If the splinter has gone in side on (i.e. you can see the full length of it under the skin), then it should not present too much of a problem to remove.
To start with, using a pair of tweezers (below left), try and grab the end of the splinter and pull the splinter out the way it went in; this way is far easier as it’s already made some kind of opening in your skin. If you can see the end of the splinter within an open wound, but it’s not protruding, then give the area around the splinter a tight squeeze (i.e. squeeze the splinter out as shown below); this quite often is all that is needed to make the splinter protrude.
Most splinters can be removed this way if the end of the splinter is protruding slightly from your skin.
If none of the timber is protruding from your skin, then using a clean pin (or in my case the point of a Stanley knife blade or chisel! Shown below) gently open the skin up at the very end of the splinter, again from the side that the splinter went in. Once you’ve opened up the skin around the splinter, get your tweezers and have a go at gently pulling it out, being careful not to snap or break the splinter. If using a pin (or similar) to open the skin up, then do make sure it is clean; you can hold the pin in a flame to sterilise it, being careful not to burn yourself, obviously!
If you do manage to get the complete splinter out, then give the area either a wipe with an alcohol swab or rub in some antiseptic cream to clean the wound, then cover with a plaster to keep anything else out.
All of the methods mentioned above should be used with care; if you are in doubt in what you are doing, then please seek professional medical help, either from your Doctor or A&E Department.

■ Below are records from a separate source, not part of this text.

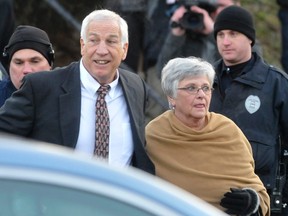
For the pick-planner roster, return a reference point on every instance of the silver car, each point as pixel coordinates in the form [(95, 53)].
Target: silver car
[(39, 179)]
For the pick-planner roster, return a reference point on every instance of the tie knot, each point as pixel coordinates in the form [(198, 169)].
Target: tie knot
[(103, 89)]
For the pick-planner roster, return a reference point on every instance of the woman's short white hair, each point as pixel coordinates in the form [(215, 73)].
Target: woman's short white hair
[(178, 69)]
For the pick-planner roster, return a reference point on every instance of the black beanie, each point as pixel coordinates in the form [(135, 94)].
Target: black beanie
[(29, 37), (237, 19)]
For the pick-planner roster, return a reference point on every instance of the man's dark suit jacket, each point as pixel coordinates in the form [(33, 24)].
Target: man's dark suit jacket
[(47, 108)]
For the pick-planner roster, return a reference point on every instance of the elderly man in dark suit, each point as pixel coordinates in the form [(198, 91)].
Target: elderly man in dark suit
[(59, 106)]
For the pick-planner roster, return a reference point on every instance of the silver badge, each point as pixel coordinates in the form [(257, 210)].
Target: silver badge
[(252, 103)]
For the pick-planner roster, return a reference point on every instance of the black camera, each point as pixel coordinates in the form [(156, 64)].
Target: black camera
[(194, 21)]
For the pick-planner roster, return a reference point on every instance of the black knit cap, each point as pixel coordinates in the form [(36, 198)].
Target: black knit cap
[(29, 37), (237, 19)]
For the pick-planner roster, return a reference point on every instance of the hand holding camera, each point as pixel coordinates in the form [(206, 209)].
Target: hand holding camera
[(193, 16)]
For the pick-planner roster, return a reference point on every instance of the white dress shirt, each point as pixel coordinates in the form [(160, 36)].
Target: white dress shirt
[(120, 139)]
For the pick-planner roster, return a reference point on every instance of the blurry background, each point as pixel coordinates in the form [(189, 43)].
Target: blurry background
[(64, 35)]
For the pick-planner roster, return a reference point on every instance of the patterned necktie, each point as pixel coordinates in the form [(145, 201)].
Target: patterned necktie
[(102, 124)]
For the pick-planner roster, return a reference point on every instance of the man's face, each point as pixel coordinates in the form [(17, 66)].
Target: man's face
[(103, 51), (233, 46), (26, 61)]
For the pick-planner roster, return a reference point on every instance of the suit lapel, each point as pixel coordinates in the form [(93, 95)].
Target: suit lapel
[(70, 105)]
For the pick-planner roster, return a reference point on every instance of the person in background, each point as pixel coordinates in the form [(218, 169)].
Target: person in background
[(200, 151), (254, 95), (7, 25), (29, 50), (191, 31), (7, 22), (283, 18), (59, 106)]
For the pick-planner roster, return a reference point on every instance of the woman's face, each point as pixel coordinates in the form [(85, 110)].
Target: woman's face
[(193, 99)]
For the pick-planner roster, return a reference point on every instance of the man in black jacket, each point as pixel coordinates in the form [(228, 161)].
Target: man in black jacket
[(253, 94)]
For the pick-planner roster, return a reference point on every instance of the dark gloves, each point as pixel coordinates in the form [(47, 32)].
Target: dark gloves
[(241, 201)]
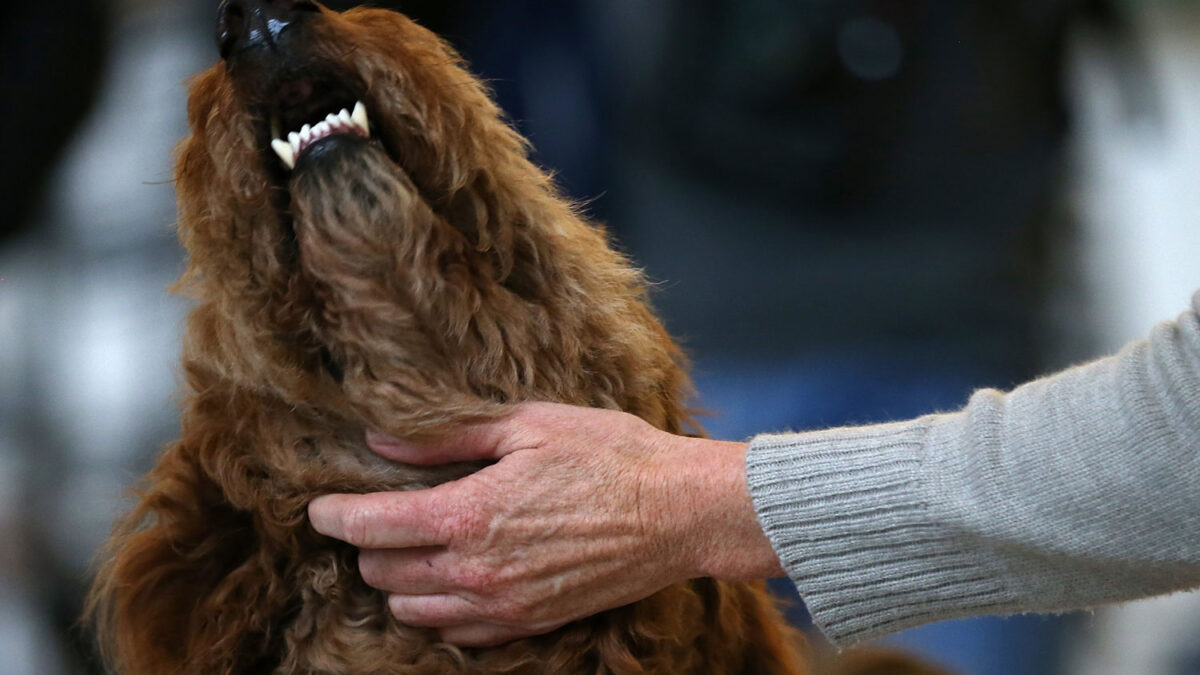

Still cannot remove that splinter?
If you’ve half-removed the splinter and some of it remains, or you just cannot get it out (if you can only see the end of the splinter and it’s gone straight in, rather than side on, then these can be difficult to remove easily) then you’re going to need to give it a helping hand!
Magnesium sulphate to remove splinters
Once you’ve got the end of the splinter exposed, get hold of some Magnesium Sulphate; this is available from most chemists, though you may have to ask for it, as it’s normally kept behind the counter.
Once opened, give the magnesium sulphate a good stir; I normally use the handle of a teaspoon, but you can use anything so long as it’s clean, and then apply it to the area where the splinter is, making sure you’ve got even coverage over the end of the splinter.
Once this is done, stick a plaster over it and leave it.
If the Magnesium Sulphate is working, then you should be able to feel it pulling at the splinter; you’ll need to apply it about twice daily (i.e. stick some on just before you go to bed.
Next morning, see if the splinter has moved at all; if it has, try and remove it; if not, or you still cannot remove the splinter, then stick some more Magnesium Sulphate on) until you can see the splinter protruding from your skin. (If after three days, it still hasn’t come out, we advise you seek medical advice). Once it’s sticking out again, use the tweezers to remove the splinter. As before, once you’ve extracted the splinter, give it a wipe with an alcohol swab, or rub some antiseptic cream in, and cover for a few days with a plaster.
You still cannot remove your splinter?
You won’t be able to remove all splinters yourself. If you’ve followed the above steps and still cannot remove the wooden splinter then seek medical help; if you don’t remove the splinter, and it doesn’t come out by itself, then it ultimately will become infected, and in some cases, you will start to feel ‘under the weather’ as the infection increases.
An unusual splinter
As I’ve already mentioned, not all splinters will come out easily. A friend, who is also a Joiner at another company, recently had to have a splinter out under local anesthetic; the splinter went into his little finger and through the knuckle joint (it was actually sticking out both sides of his finger!), meaning no amount of pulling with tweezers or applying Magnesium Sulphate would shift it. This is not a common occurrence, but it can happen!
All of the methods mentioned above should be used with care; if you are in doubt in what you are doing, then please seek professional medical help, either from your Doctor or local A&E Department.